A jury could not find that Terrell or Przybylinski "unnecessarily prolonged his pain" by failing to get Cherry his Vicodin over a period of five-and-a-half hours. Perez v. Fenoglio, 792 F.3d 768, 777-78 (7th Cir. 2015). They are entitled to summary judgment.
CONCLUSION
IT IS THEREFORE ORDERED that Cherry' motion for summary judgment, ECF No. 54, is DENIED.
IT IS FURTHER ORDERED that the defendants' motions for summary judgment, ECF Nos. 61 and 76, are GRANTED and this case is DISMISSED with prejudice.

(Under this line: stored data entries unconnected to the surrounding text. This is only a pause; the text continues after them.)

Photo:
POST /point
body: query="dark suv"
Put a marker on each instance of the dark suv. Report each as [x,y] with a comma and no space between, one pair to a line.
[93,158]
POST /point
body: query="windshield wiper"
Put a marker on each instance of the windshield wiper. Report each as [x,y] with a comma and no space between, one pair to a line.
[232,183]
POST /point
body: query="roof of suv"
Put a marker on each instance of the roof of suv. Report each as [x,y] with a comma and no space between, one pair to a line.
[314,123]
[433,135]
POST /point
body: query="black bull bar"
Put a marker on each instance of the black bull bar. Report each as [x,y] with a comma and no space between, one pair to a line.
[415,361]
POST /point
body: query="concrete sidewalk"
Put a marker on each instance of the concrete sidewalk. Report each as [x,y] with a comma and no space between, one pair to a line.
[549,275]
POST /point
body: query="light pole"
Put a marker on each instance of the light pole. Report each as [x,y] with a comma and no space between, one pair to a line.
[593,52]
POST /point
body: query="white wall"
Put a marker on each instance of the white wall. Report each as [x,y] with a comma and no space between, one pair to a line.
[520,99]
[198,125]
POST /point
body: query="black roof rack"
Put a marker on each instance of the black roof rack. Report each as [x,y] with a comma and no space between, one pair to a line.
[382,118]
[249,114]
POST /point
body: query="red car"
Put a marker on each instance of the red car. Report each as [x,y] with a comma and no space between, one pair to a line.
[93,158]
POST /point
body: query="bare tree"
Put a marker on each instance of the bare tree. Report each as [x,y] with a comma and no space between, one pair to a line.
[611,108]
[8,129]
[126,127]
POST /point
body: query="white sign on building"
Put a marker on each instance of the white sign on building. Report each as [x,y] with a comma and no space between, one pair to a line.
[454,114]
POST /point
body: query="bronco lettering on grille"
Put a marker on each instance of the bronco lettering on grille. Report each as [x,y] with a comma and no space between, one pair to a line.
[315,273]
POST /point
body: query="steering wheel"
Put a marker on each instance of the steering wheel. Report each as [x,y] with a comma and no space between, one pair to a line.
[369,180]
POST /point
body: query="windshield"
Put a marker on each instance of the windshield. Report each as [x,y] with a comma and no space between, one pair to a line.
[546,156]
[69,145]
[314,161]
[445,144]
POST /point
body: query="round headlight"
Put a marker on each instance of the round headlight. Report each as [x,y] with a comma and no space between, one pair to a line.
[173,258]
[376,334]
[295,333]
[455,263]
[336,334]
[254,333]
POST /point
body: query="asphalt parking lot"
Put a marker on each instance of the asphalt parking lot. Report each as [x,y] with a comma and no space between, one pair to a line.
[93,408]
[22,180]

Dated at Green Bay, Wisconsin this 1st day of September, 2020.
s/ William C. Griesbach
William C. Griesbach
United States District Judge This order and the judgment to follow are final. Plaintiff may appeal this court's decision to the Court of Appeals for the Seventh Circuit by filing in this court a notice of appeal within 30 days of the entry of judgment. See Fed. R. App. P. 3, 4. This court may extend this deadline if a party timely requests an extension and shows good cause or excusable neglect for not being able to meet the 30-day deadline. See Fed. R. App. P. 4(a)(5)(A). If Plaintiff appeals, he will be liable for the $505.00 appellate filing fee regardless of the appeal's outcome. If Plaintiff seeks leave to proceed in forma pauperis on appeal, he must file a motion for leave to proceed in forma pauperis with this court. See Fed. R. App. P. 24(a)(1). Plaintiff may be assessed another "strike" by the Court of Appeals if his appeal is found to be non-meritorious. See 28 U.S.C. § 1915(g). If Plaintiff accumulates three strikes, he will not be able to file an action in federal court (except as a petition for habeas corpus relief) without prepaying the filing fee unless he demonstrates that he is in imminent danger of serous physical injury. Id. Under certain circumstances, a party may ask this court to alter or amend its judgment under Federal Rule of Civil Procedure 59(e) or ask for relief from judgment under Federal Rule of Civil Procedure 60(b). Any motion under Federal Rule of Civil Procedure 59(e) must be filed within 28 days of the entry of judgment. Any motion under Federal Rule of Civil Procedure 60(b) must be filed within a reasonable time, generally no more than one year after the entry of judgment. The court cannot extend these deadlines. See Fed. R. Civ. P. 6(b)(2). A party is expected to closely review all applicable rules and determine, what, if any, further action is appropriate in a case.